Weird probabilities of non-transitive "Grime Dice"
Michael de Podesta has been doing the math on "Grime Dice" -- six sided cubes whose sides average out to 3.5, but whose face values are all radically different:
The interesting thing about these is that the odds of one die beating another are simple to calculate, but shift radically once you start rolling dice in pairs. It's a beautiful piece of counterintuitive probability math:
The amazing property of these dice is discernible when you use them competitively – i.e. you roll one dice against another. If you roll each of them against a normal dice then as you might expect, each dice will win as often as it will lose. But if you roll them against each other something amazing happens.

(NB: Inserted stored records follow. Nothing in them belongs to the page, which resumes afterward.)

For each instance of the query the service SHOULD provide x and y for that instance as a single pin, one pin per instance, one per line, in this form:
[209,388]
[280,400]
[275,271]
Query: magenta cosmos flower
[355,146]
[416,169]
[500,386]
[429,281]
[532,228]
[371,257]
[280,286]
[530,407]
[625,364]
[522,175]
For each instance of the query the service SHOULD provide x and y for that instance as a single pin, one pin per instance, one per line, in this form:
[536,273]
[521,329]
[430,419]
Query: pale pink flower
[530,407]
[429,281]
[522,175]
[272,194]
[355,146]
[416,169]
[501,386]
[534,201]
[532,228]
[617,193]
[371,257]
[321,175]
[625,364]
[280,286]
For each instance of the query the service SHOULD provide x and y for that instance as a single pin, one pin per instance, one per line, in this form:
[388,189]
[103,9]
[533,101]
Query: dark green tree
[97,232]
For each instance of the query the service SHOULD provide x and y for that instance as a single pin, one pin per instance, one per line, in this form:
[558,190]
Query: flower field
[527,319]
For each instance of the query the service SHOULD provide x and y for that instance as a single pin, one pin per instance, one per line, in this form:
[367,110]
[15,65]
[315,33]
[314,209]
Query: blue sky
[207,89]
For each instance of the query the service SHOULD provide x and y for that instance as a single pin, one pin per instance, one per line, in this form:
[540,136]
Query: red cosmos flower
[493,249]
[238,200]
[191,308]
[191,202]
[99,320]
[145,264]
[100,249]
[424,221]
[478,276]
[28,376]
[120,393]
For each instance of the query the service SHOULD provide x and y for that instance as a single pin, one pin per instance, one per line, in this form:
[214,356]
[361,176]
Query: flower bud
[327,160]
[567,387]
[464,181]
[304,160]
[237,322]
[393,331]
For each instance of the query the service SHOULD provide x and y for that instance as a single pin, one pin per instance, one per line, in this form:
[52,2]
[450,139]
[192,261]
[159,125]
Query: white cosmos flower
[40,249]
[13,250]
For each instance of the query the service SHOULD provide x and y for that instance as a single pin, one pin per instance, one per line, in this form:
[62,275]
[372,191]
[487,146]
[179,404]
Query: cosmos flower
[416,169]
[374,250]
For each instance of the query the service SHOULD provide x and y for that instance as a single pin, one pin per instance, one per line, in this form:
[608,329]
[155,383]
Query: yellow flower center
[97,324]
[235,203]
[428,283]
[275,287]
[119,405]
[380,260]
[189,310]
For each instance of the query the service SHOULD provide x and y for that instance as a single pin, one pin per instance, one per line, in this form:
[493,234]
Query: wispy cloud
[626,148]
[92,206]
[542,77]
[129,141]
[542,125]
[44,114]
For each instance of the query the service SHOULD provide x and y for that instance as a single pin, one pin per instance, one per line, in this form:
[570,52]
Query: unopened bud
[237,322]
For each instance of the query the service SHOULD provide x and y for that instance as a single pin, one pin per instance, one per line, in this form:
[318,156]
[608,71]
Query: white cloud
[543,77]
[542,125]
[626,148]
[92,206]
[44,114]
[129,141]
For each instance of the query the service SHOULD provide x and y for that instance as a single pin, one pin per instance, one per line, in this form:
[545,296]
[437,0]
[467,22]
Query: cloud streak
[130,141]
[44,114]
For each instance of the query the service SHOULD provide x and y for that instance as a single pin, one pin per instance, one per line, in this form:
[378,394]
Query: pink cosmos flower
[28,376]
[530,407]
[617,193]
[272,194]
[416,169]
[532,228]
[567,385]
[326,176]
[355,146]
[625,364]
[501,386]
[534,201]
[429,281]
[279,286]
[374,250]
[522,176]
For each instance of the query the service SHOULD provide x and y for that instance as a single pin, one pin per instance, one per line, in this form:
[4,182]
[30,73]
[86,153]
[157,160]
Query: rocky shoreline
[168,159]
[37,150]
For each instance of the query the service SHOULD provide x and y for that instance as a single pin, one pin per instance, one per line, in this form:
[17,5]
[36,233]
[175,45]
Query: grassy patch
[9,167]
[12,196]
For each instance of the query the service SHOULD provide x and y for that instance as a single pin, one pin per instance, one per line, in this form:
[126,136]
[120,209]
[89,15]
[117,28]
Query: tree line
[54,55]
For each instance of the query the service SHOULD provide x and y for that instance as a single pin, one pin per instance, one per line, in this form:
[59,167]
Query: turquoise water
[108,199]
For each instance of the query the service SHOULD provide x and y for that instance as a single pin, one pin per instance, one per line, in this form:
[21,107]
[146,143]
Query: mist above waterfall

- Dice A will systematically beat Dice B
- Dice B will systematically beat Dice C
- Dice C will systematically beat Dice A
So the fact that Dice A beats Dice B, and Dice B beats Dice C does not ensure that Dice A will beat Dice C. Wow!
And how about this: If you ‘double up’ and roll 2 Dice A‘s against 2 Dice B‘s – the odds change around and now the B‘s will beat the A‘s ! Is that really possible? Well yes, and just to convince myself I wrote a Spreadsheet (.xlsx file) and generated the tables at the bottom of the article. If you download it you can change the numbers to try out other combinations.